Despite QCA intentions, it is difficult to see how teaching and learning is going to become less prescriptive if  ministers continue to  be convinced that collecting test performance data is integral to monitoring school performances.  Neither is it clear how the new proposals will reduce pressure on teachers to ‘teach to tests’ On the contrary, some fear a culture of ‘permanent testing’, an avalanche of data and tighter performance management of teachers.      

              

As research evidence continues to point to the damaging effect of constant targeting and testing on the morale of both teachers and pupils, it is unlikely that the ‘personalised classroom’ will encourage the new collaborative relationships that most teachers would desire.

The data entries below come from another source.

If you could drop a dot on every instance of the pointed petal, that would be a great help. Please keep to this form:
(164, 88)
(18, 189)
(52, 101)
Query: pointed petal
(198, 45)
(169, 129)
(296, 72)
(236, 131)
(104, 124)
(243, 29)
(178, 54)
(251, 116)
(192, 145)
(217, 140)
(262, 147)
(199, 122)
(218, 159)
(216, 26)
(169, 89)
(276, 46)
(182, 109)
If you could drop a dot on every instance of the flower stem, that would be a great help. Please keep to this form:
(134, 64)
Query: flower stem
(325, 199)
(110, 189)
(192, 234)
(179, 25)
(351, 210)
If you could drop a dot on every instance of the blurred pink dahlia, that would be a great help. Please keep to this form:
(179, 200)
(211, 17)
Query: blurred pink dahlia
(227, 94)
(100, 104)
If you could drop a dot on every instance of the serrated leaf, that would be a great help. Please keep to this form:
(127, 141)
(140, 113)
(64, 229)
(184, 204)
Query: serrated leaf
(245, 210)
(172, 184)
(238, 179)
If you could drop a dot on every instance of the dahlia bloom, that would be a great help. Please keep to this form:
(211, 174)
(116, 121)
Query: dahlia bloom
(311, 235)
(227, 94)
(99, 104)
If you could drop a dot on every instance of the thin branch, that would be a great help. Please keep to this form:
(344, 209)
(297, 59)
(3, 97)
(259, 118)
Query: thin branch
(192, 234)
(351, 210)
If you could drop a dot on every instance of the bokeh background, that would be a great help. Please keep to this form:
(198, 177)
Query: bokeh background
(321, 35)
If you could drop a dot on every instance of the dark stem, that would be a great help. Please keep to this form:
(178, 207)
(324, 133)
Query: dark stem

Moves to personalise learning have gone hand in hand with developments in ICT, but the potential advantages of e-learning cannot be guaranteed. Instead, disaffected students may be ‘parked’ on computer terminals so as not to disturb others or ICT supervision might be handed to poorly paid classroom assistants. 

 

With smaller classes, greater resources, less of a ‘gradgrind’ curriculum and with the end of the targeting and testing culture that dominates schools, it would be possible to create real personalised learning in which teachers could enjoy a more relaxed but also more productive atmosphere in the classroom.  This would mean teachers constructing a new type of professionalism for the twenty-first century.  Students would also be able to develop much higher levels of independence and self-confidence, as well as finding learning more enjoyable.